Gin became widespread after the William of Orange-led 1688 Glorious Revolution and subsequent import restrictions on French brandy. By 1726, gin production surged and London had 1,500 working stills and the age of the “Gin Craze” was born.
The Gin Act in 1751, plus a greater demand for tea and bad harvests made the spirit expensive, putting an end to the craze. Over time, production came back and gin is a favored drink in London and England.
The tale of how gin and tonic came together is in interesting as the drink itself. The incredibly popular drink was born of necessity in the 19th century when the British Army was stationed in India and took to drinking quinine in their tonic water to prevent malaria. To mask the bitterness, they added gin along with lime, sugar and water (or some similar version) and the G&T was born.
Gin is one of the least likely cocktails to give you a pounding headache, unless you go overboard (to be called gin in the U.S. it must be a minimum of 80 proof). The light drink is refreshing, and diabetics can indulge once in awhile when using no sugar-tonic. It plays well with seltzer and tonic, and mixes nicely with stronger flavors like ginger (but why do that to gin?).
Gin is the king of simplicity, is one reason it is a favorite. The standard gin ratio is 1:3 gin to tonic, stirred gently so as not to affect the carbonated tonic water, and garnished with lime or, my preference, a squeeze of fresh lemon juice.
Gin is one of the broadest categories of spirits that revolve around juniper as a common ingredient. Other botanicals, such as coriander, angelica root, orris root and dried citrus peel, are often added. Citrus is often a must along, and sometimes cool cucumbers are added. But juniper is required in every style of gin.
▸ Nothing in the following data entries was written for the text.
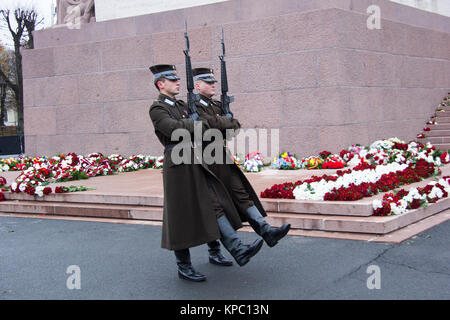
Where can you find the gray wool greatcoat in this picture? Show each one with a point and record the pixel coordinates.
(189, 218)
(211, 110)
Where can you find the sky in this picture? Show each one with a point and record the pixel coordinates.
(42, 7)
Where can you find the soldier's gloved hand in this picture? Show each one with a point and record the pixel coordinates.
(194, 116)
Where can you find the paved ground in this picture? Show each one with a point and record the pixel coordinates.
(124, 261)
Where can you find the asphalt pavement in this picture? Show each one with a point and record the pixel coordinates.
(64, 259)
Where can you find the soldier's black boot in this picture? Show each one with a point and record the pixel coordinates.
(215, 256)
(230, 240)
(185, 269)
(270, 234)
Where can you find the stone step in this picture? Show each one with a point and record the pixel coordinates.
(443, 119)
(366, 225)
(82, 209)
(442, 146)
(329, 223)
(439, 126)
(437, 133)
(444, 114)
(434, 140)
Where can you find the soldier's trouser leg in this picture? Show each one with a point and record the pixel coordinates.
(255, 219)
(239, 193)
(185, 269)
(231, 241)
(270, 234)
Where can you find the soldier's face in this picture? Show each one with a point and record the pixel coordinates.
(170, 87)
(208, 89)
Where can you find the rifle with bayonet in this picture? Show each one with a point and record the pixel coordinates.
(224, 97)
(191, 96)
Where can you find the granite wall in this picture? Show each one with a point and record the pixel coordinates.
(311, 69)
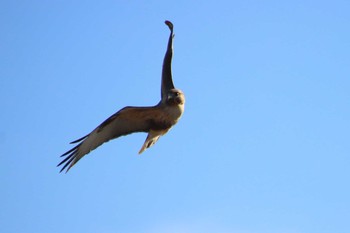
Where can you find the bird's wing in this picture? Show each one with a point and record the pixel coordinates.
(127, 120)
(167, 80)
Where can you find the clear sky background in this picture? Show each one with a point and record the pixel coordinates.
(263, 145)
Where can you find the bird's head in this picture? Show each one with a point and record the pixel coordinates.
(175, 97)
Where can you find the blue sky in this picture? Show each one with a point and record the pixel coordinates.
(263, 145)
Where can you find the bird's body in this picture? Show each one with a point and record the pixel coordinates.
(155, 120)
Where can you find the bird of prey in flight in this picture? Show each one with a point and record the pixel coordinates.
(155, 120)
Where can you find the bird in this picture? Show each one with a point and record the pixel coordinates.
(155, 120)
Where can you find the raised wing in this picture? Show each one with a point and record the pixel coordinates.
(126, 121)
(167, 80)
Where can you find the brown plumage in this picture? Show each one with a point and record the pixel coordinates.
(155, 120)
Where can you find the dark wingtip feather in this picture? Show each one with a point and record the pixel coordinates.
(68, 160)
(78, 140)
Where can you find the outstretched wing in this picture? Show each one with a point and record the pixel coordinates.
(167, 80)
(127, 120)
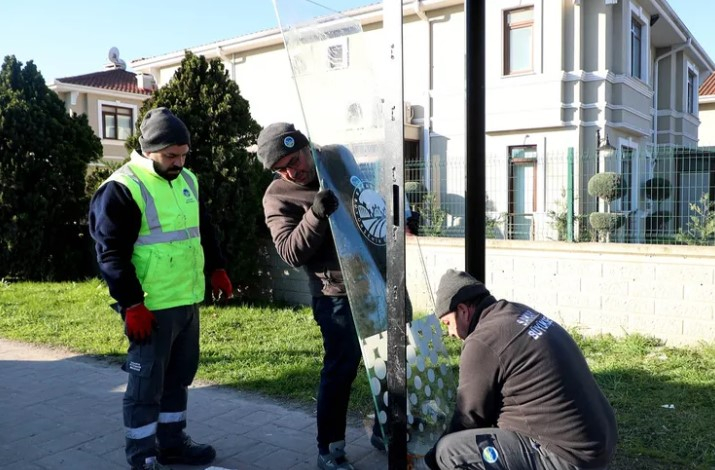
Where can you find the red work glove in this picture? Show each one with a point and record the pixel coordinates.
(139, 323)
(221, 284)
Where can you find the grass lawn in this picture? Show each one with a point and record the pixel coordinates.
(277, 352)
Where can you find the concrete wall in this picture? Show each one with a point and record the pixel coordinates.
(663, 291)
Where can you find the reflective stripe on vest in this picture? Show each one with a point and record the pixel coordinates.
(156, 235)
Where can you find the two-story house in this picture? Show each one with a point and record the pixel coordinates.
(614, 80)
(111, 100)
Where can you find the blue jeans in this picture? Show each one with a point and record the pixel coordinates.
(340, 364)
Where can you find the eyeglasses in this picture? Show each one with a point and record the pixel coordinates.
(174, 155)
(292, 163)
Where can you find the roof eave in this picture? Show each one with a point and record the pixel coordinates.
(685, 33)
(368, 14)
(61, 87)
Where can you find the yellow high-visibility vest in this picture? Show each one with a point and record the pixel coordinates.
(167, 256)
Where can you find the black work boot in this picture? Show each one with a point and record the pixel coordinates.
(150, 464)
(189, 453)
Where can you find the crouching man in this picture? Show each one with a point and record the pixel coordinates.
(526, 397)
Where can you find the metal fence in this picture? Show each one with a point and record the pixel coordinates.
(661, 195)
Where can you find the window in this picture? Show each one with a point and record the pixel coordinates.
(522, 191)
(116, 122)
(519, 41)
(692, 91)
(636, 48)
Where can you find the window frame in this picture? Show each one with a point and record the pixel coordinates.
(102, 108)
(506, 42)
(639, 16)
(691, 89)
(636, 56)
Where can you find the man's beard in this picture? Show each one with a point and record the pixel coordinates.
(169, 174)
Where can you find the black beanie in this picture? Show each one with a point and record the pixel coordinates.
(161, 129)
(278, 140)
(457, 287)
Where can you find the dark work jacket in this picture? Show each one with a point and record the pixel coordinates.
(522, 372)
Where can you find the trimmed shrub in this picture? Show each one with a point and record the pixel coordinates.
(606, 221)
(608, 186)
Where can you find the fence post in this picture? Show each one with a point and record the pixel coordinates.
(569, 195)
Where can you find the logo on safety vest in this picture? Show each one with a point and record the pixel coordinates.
(490, 454)
(369, 211)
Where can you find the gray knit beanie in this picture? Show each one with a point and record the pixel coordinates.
(161, 129)
(278, 140)
(457, 287)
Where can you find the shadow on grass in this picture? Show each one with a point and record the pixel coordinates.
(663, 423)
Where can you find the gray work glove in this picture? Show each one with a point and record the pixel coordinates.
(324, 204)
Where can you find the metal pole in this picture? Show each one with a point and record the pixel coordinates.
(395, 275)
(569, 195)
(475, 198)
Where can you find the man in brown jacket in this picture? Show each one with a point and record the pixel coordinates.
(296, 212)
(526, 397)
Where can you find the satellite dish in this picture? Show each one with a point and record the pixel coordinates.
(114, 59)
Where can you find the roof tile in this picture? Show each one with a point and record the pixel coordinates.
(708, 86)
(115, 80)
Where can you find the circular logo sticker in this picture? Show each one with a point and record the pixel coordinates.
(490, 454)
(370, 211)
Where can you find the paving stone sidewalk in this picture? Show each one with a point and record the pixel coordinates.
(61, 410)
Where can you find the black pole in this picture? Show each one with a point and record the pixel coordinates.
(475, 234)
(395, 272)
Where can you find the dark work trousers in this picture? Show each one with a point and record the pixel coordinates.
(160, 373)
(340, 364)
(495, 449)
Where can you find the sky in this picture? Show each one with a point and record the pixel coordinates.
(74, 37)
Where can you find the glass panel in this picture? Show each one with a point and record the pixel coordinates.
(520, 49)
(354, 171)
(125, 127)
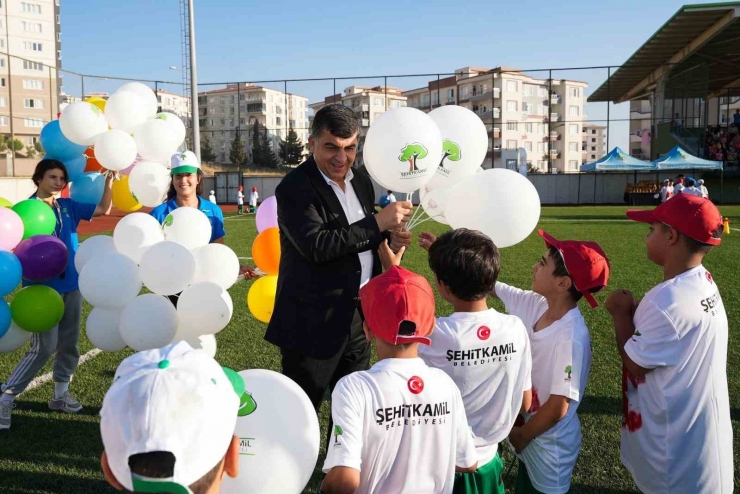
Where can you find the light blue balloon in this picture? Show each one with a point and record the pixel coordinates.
(88, 188)
(10, 272)
(75, 167)
(55, 144)
(4, 317)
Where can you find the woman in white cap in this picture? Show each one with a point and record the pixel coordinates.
(186, 190)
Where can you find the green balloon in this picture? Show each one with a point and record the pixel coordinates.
(37, 216)
(37, 308)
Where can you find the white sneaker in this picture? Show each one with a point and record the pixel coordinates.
(6, 410)
(67, 404)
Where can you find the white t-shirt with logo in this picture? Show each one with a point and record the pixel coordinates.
(402, 425)
(676, 433)
(561, 362)
(487, 354)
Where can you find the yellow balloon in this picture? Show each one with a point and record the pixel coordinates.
(123, 199)
(261, 298)
(99, 102)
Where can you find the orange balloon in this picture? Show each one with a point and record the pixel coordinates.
(266, 251)
(92, 164)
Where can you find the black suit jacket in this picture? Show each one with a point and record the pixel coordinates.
(319, 275)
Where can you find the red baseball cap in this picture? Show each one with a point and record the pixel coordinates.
(693, 216)
(586, 263)
(396, 296)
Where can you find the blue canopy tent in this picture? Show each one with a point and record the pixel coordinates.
(678, 159)
(616, 160)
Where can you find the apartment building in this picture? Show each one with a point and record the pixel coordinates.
(593, 143)
(369, 103)
(30, 32)
(543, 117)
(237, 106)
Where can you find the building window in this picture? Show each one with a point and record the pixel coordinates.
(32, 65)
(31, 46)
(33, 122)
(31, 8)
(31, 27)
(33, 103)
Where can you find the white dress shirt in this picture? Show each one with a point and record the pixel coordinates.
(353, 211)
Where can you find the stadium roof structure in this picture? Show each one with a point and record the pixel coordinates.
(701, 35)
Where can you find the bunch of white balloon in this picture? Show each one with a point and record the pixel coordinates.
(129, 131)
(438, 154)
(173, 259)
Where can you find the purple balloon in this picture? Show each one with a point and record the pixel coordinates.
(43, 257)
(267, 214)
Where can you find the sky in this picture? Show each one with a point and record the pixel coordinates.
(287, 39)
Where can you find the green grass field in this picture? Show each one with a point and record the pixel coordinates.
(46, 452)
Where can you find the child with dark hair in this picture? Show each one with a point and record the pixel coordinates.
(50, 178)
(549, 441)
(676, 429)
(485, 352)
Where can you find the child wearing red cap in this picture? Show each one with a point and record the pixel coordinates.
(676, 430)
(549, 440)
(485, 352)
(399, 426)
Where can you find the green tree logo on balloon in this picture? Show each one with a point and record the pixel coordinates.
(247, 405)
(452, 152)
(411, 153)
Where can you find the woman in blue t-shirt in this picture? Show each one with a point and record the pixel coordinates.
(186, 190)
(51, 178)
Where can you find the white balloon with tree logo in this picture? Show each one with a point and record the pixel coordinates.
(149, 183)
(403, 149)
(464, 146)
(498, 202)
(278, 432)
(115, 150)
(82, 123)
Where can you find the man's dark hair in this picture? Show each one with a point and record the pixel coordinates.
(161, 465)
(694, 246)
(198, 188)
(339, 120)
(44, 166)
(467, 262)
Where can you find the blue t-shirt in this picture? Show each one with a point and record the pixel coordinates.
(71, 213)
(212, 211)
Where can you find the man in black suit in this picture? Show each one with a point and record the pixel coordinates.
(329, 239)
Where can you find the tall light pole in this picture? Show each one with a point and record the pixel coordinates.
(194, 82)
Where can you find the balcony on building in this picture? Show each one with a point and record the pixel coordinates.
(484, 93)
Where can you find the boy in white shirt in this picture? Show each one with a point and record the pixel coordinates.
(676, 432)
(549, 441)
(400, 426)
(485, 352)
(168, 421)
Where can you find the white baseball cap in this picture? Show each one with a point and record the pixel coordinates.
(173, 399)
(185, 162)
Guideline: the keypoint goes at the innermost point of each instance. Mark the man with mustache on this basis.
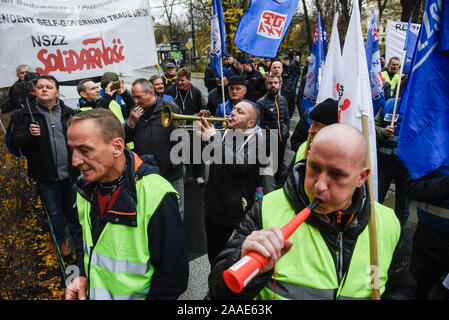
(328, 256)
(230, 189)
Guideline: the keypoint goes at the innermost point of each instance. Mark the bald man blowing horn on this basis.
(327, 257)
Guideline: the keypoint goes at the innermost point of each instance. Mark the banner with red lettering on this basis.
(75, 39)
(396, 31)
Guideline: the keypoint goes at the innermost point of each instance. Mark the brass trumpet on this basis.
(168, 116)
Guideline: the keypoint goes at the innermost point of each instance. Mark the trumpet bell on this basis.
(167, 116)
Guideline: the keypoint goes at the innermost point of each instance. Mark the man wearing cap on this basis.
(209, 78)
(159, 89)
(324, 114)
(230, 189)
(90, 97)
(251, 76)
(273, 109)
(119, 101)
(190, 100)
(215, 97)
(170, 75)
(237, 91)
(17, 92)
(228, 63)
(237, 66)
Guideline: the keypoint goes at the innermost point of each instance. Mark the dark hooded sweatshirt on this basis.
(353, 221)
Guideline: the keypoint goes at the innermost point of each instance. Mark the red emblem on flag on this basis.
(271, 24)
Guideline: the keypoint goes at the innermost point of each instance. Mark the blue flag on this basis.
(411, 38)
(313, 73)
(374, 68)
(263, 26)
(217, 37)
(423, 144)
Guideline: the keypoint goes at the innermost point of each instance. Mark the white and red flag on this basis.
(356, 100)
(331, 74)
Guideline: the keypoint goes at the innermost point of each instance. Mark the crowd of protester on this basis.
(106, 170)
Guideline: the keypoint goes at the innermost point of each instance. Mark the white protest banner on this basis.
(394, 44)
(75, 39)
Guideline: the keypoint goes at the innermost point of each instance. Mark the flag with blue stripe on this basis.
(316, 63)
(263, 26)
(423, 144)
(411, 38)
(217, 37)
(374, 68)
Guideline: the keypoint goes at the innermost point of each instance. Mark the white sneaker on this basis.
(200, 181)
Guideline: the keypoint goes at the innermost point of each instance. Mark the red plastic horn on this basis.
(244, 270)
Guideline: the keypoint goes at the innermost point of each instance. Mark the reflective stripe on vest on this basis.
(118, 266)
(104, 294)
(84, 109)
(393, 81)
(309, 265)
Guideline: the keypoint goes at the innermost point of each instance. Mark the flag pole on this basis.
(3, 127)
(374, 258)
(222, 88)
(398, 86)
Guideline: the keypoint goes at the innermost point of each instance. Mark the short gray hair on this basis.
(273, 76)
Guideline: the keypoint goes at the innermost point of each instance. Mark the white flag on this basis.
(356, 99)
(330, 75)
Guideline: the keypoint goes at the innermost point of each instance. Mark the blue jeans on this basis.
(59, 199)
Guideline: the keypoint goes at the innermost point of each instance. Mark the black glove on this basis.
(439, 292)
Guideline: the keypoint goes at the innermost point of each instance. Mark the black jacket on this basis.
(399, 279)
(269, 116)
(38, 151)
(229, 183)
(210, 81)
(215, 97)
(151, 137)
(16, 97)
(166, 238)
(253, 92)
(189, 101)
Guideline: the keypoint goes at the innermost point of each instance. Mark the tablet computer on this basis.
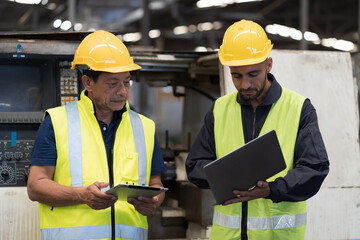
(124, 191)
(240, 169)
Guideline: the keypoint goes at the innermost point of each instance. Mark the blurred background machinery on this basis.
(176, 44)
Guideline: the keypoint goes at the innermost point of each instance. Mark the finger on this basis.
(147, 199)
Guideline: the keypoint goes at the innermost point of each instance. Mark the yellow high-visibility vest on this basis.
(82, 160)
(266, 220)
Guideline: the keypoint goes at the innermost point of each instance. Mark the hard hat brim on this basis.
(127, 68)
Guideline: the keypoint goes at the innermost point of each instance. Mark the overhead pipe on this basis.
(304, 22)
(71, 11)
(145, 24)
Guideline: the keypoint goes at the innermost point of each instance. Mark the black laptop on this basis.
(240, 169)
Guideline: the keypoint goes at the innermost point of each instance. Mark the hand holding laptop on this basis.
(241, 169)
(261, 190)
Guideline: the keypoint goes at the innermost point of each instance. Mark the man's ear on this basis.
(86, 80)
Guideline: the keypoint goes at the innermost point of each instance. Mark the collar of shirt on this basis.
(272, 96)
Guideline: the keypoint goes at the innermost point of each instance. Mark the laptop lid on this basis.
(240, 169)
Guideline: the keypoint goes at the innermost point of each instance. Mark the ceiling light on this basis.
(157, 5)
(132, 37)
(217, 25)
(77, 26)
(26, 1)
(295, 34)
(57, 23)
(206, 26)
(51, 6)
(200, 49)
(155, 33)
(310, 36)
(192, 28)
(66, 25)
(180, 30)
(220, 3)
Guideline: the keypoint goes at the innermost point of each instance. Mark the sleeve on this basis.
(202, 152)
(311, 164)
(157, 163)
(44, 152)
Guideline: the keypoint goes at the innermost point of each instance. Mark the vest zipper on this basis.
(244, 206)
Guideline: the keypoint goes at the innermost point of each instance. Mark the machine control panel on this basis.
(14, 162)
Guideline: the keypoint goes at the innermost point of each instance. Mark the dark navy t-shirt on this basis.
(44, 152)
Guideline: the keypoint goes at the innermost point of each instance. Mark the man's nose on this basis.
(121, 89)
(245, 83)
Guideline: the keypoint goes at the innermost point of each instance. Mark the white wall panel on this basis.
(326, 79)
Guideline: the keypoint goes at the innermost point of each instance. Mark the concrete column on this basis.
(304, 22)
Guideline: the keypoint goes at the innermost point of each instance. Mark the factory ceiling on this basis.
(199, 23)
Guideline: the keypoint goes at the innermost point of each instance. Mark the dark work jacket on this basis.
(311, 163)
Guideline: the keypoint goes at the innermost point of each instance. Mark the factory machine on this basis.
(35, 75)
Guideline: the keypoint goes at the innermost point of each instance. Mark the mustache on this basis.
(118, 99)
(247, 89)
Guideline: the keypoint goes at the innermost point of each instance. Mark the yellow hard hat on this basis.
(103, 51)
(244, 43)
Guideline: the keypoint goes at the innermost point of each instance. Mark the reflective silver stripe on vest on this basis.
(75, 146)
(139, 137)
(94, 232)
(261, 223)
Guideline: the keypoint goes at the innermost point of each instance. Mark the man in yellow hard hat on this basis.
(87, 146)
(275, 208)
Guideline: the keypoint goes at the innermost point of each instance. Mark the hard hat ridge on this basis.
(244, 43)
(103, 51)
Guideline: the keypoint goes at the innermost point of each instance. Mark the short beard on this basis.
(258, 93)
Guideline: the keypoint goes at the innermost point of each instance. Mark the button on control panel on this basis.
(14, 162)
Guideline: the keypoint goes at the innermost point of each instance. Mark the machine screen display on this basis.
(20, 88)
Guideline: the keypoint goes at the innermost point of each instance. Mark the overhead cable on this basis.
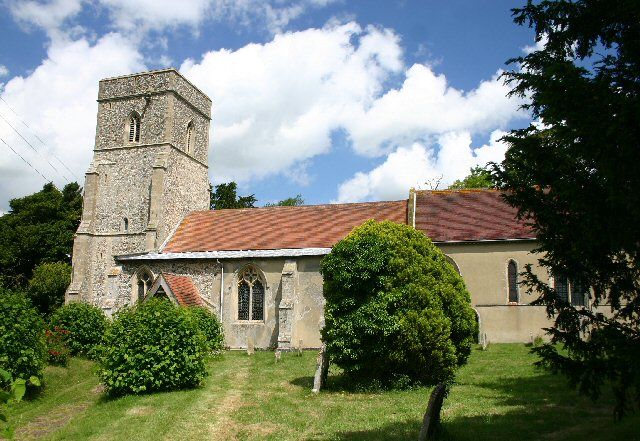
(25, 161)
(33, 148)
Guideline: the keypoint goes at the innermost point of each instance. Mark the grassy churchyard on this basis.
(499, 395)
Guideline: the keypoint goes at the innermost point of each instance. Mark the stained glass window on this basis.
(134, 129)
(513, 281)
(244, 293)
(578, 294)
(562, 287)
(257, 301)
(250, 295)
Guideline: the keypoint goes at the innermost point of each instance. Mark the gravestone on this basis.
(484, 342)
(250, 345)
(322, 370)
(431, 418)
(300, 348)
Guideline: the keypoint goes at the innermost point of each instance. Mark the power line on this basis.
(36, 136)
(25, 161)
(33, 148)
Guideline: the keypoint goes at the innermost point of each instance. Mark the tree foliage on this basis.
(86, 325)
(225, 196)
(574, 177)
(152, 346)
(23, 351)
(396, 311)
(479, 177)
(48, 285)
(39, 228)
(295, 201)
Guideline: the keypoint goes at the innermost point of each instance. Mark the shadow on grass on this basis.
(535, 407)
(396, 431)
(340, 383)
(523, 408)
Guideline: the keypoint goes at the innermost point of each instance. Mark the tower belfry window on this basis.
(512, 277)
(145, 279)
(134, 129)
(190, 138)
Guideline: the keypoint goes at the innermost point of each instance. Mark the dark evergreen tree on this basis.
(39, 228)
(479, 177)
(288, 202)
(226, 196)
(575, 177)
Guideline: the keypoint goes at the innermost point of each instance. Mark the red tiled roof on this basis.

Gin drinks are legion and legendary. A few fun ones to try are the Gin Gimlet, named after Rear Admiral Sir Thomas Desmond Gimlette, who is said to have spiked his lime juice with gin to improve the flavor. Longtime favorite Tom Collins is essentially a gin lemonade made with gin, lemon juice, syrup and soda water.
The number of distilleries pumping out gin is as numerous as the concoctions you can make with it. From local North Carolina gins at Sutler’s Gin (Winston-Salem’s first legal distillery and hometown favorite) and Conniption in Durham, to national brands of Tanqueray and higher-end, small batch Hendricks (and many other brands), there is a gin for every taste. Each with its own unique style.
Celebrities are not immune to feeling the “gin love” as demonstrated by actor Ryan Reynolds’ involvement in Aviation Gin.
Stories aside, all I know is that a G&T is my favorite drink for the above reasons. It is cool, light and refreshing. You make it is as dangerous (or not) as you want.
Sometimes after a long day, it is the cure for what ails. And, if a G&T is good enough for “Big” on “Sex and the City,” it’s good enough for me.
Recently, customers participated in a gin-tasting event at Black Mountain Chocolate.
“Cocktail Labs are a natural extension of BMC's focus on fun experiences and education,” says Brent Peters, who owns Black Mountain with his wife, Millie. “We have offered similar classes in the sources and crafting of fine chocolate, so it was natural to add cocktails when we added our bar. People enjoy learning where their food and beverages come from and how they are made. And we love to share that experience.”
Note: Some of the gin history came from distiller.com.